Step Four: Empty trashcans. This is actually a part of Step One, but I always forget it. I suspect my in-laws and quite a few of our friends think Chuck is a fanatic about emptying the trash because they usually knock on the door mid-empty. And I’m usually in the bedroom frantically finishing the toilets or else attempting to put on my bra without taking off my shirt (to “save time”) so he has to get the door, trash in hand.

All in all, while I love a clean house, and I am quite capable of having one, it just doesn’t happen. The flesh is willing, but the spirit is weak. Or maybe, in this case, the spirit is willing, but the flesh is weak. So I spit-shine my way through, knowing that, if cleanliness is next to godliness, I took a wrong turn somewhere and am not quite able to get back on the right path. Even for Uncle Allen.

Blessed are they who go around in circles, for they shall be called the Big Wheels

And after this evening’s attempt at riding a bicycle after well over 30 years, a Big Wheel is just about what I need right now. Except I couldn’t even ride it!

If you don’t know me, you don’t know that there is a lot of me to love. A lot.LOT. I refer to myself as a “little dumpling” but I’m only little because I’m short. I’m doughy and I giggle and if I weren’t married I’d be best off if I swiped right on the Pillsbury Dough Boy.

In any case, I’ve been trying to lose weight; not by dieting, but by eating less. Yeah, I am playing mind games with myself. But so far, so good.

So I decided to add some activity to increase my metabolism and burn some calories (160 of those suckers in 1/2 cup of Blue Bell Dutch Chocolate).

So we bought bikes. We didn’t spend a fortune–Chuck got a Mongoose and I got a purple one. Wal-Mart had to order it for me because their online presence said they were Available Only in Stores. And after they ordered it the website said Out of Stock so I might have gotten the last reasonably priced purple bicycle on this green earth. Except the two they had in stock but had been displayed outside and were all rusty. Those don’t count.

My wonderful Chuck put them together. He know how to do that stuff. Apparently it’s an art form, which you start to realize when you look at all those brake and gear cables–kind of like a spider and a puzzle procreated.

“They” always say that you never forget how to ride a bike. I think that’s true; you start off a little shaky but some muscle memory wakes up and remembers the last time the asphalt kicked your butt (or knees, elbows, face) and your body does everything it can to keep you on that bike and propelled forward.

And then comes the moment of truth: you have to pedal.

Unencumbered pedaling isn’t too hard, but when your beer belly is the size of a keg, not a growler, your knees have nowhere to go when your pedal reaches the top of the rotation. You know how your dog looks when it’s trying to scratch a spot it can’t quite reach and it back paw just kind of flails around scratching the air? That was my right foot. And then my left foot when I tried again. And then my right foot again, because sometimes I am a slow learner.
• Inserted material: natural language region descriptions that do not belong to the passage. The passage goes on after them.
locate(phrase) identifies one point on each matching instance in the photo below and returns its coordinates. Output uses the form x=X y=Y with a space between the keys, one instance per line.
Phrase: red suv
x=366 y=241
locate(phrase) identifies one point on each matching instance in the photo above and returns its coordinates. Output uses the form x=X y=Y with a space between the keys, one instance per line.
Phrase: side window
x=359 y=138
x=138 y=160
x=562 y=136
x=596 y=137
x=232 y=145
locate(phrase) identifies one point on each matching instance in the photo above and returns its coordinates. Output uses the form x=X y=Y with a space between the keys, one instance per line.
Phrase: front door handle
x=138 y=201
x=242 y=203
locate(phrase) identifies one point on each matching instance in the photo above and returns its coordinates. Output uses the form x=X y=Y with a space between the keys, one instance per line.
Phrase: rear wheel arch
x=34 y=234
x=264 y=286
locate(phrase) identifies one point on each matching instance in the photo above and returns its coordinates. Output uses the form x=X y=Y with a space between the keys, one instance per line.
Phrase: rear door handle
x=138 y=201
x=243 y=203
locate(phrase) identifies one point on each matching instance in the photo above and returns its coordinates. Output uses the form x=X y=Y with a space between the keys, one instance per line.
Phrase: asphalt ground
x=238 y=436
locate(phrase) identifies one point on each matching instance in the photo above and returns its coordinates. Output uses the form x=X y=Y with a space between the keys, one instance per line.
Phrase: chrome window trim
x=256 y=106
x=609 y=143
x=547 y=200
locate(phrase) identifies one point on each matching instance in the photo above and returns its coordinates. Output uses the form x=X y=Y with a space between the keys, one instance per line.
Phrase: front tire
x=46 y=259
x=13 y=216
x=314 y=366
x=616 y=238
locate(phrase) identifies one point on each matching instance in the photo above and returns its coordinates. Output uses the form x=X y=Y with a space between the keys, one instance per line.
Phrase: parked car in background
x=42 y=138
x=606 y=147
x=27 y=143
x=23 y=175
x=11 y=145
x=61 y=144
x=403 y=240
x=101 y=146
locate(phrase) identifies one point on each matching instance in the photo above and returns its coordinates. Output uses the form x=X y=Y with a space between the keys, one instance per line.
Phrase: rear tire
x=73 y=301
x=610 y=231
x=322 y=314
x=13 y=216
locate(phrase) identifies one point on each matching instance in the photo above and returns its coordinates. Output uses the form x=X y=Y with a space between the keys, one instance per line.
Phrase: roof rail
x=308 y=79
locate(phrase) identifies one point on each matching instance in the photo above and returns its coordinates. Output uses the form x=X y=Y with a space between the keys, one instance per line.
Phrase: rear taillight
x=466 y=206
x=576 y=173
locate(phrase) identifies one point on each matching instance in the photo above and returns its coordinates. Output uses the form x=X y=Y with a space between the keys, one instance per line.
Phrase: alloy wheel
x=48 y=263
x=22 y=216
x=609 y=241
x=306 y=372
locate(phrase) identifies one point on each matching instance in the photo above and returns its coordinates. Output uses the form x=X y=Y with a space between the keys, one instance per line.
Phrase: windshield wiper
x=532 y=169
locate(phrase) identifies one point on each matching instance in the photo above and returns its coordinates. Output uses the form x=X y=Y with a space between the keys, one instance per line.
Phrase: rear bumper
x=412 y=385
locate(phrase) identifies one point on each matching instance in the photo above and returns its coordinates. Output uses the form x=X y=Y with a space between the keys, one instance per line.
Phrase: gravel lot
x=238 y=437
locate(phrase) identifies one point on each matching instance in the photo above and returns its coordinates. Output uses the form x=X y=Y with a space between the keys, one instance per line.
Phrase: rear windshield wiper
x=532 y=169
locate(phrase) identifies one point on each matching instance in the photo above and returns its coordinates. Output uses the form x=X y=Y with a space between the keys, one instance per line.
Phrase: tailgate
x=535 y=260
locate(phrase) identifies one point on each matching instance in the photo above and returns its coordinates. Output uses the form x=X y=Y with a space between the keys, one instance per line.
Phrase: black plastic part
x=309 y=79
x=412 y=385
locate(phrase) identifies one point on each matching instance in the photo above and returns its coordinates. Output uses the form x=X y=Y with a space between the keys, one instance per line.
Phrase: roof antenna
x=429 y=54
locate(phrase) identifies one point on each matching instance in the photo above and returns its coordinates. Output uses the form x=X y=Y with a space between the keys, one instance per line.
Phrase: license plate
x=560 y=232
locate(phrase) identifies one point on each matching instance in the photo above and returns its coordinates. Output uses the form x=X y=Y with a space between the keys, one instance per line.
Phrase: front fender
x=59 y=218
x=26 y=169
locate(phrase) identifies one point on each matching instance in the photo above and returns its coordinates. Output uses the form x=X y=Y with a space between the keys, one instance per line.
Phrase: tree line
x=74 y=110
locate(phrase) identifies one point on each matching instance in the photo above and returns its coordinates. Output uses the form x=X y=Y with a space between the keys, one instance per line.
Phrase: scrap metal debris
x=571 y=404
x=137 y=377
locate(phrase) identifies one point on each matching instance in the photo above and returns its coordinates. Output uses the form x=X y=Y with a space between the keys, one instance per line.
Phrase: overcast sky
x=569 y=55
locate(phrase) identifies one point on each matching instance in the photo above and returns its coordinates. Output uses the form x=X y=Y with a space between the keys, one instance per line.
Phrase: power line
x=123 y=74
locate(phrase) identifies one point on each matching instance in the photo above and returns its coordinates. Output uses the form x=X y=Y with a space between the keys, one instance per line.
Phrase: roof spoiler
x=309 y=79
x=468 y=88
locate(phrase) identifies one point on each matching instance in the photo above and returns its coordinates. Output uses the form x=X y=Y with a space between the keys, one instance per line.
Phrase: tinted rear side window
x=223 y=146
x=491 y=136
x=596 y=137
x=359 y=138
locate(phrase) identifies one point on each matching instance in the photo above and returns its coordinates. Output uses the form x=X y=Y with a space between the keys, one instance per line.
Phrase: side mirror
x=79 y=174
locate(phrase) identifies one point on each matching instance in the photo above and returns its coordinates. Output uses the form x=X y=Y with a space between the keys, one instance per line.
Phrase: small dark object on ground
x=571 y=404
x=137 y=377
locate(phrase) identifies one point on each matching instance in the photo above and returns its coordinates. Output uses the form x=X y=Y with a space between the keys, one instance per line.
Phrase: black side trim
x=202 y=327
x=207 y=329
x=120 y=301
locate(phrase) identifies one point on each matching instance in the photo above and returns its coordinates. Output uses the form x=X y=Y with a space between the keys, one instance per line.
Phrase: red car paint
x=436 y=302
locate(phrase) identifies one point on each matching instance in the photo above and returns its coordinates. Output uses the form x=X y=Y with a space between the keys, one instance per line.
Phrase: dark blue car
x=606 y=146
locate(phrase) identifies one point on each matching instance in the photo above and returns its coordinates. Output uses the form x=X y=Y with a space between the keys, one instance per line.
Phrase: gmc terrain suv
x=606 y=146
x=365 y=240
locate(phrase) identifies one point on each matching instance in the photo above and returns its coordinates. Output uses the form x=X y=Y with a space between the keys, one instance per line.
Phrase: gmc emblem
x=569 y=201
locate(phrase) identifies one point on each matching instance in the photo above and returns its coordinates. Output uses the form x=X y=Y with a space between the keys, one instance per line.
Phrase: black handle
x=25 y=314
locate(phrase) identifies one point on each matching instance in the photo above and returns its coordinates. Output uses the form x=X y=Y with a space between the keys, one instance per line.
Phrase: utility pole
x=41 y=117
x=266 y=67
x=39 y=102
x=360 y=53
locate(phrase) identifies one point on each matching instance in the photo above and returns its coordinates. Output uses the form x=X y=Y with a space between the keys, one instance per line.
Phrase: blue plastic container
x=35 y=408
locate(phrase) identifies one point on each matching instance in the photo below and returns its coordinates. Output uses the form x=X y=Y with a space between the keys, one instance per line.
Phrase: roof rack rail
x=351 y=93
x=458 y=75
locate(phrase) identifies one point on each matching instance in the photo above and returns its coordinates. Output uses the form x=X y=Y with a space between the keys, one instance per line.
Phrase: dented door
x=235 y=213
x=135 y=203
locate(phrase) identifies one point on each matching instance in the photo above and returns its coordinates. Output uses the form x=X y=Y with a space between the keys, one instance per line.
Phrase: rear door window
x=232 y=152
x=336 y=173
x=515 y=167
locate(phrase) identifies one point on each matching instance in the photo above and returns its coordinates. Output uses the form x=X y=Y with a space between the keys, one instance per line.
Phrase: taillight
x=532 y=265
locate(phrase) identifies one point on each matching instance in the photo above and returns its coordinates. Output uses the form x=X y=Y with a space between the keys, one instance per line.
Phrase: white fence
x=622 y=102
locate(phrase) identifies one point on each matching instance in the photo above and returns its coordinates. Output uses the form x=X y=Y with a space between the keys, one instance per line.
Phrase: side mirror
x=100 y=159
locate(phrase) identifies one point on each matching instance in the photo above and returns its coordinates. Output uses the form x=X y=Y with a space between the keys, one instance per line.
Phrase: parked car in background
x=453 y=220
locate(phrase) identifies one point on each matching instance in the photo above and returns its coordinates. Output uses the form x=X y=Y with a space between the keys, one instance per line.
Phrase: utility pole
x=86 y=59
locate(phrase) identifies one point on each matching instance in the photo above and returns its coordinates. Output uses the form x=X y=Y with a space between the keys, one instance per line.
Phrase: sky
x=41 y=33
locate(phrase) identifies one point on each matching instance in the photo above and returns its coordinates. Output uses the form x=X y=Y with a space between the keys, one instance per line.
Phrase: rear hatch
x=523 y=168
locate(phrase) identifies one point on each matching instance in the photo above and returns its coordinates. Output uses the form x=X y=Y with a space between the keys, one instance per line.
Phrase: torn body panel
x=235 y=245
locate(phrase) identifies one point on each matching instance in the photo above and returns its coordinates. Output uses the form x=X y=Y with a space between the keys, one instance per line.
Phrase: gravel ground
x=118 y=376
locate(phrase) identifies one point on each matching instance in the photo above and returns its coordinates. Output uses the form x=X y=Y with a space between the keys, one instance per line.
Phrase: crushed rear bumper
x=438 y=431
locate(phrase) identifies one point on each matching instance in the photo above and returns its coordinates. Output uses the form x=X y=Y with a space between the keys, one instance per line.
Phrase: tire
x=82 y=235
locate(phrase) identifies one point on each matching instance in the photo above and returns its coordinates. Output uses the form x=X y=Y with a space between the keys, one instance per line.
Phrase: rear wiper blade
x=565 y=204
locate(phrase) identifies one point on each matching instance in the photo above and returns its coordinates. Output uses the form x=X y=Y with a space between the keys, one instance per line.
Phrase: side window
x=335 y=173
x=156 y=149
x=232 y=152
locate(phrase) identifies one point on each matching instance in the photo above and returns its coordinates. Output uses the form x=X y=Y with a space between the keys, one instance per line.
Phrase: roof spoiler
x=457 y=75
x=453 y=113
We tried raising my seat (on the theory that it would put my belly a few inches higher) and my butt appreciated it, but my legs couldn’t have cared less. They were totally oblivious to our efforts to accommodate their needs. So after I stood there and boo-hooed like a baby whose butt had recently been kicked by the asphalt, I decided to shelve the bike-riding thing for right now. My ever-patient Chuck, who has been looking forward to riding even more than I have, is going to have to ride without me or wait for a few more pounds. It’s going to be a goal until I can get a little bit less belly. I’m pretty sure sit-ups ain’t gonna happen; toe touches might be a good start. (I can’t see my toes when I stand up, but I know they are down there because I need a pedi right now.)

Because nobody should have to wear Spanx in order to ride a bicycle.

And Big Wheels have a similar knee-to-belly situation going on. So that’s not an option, either.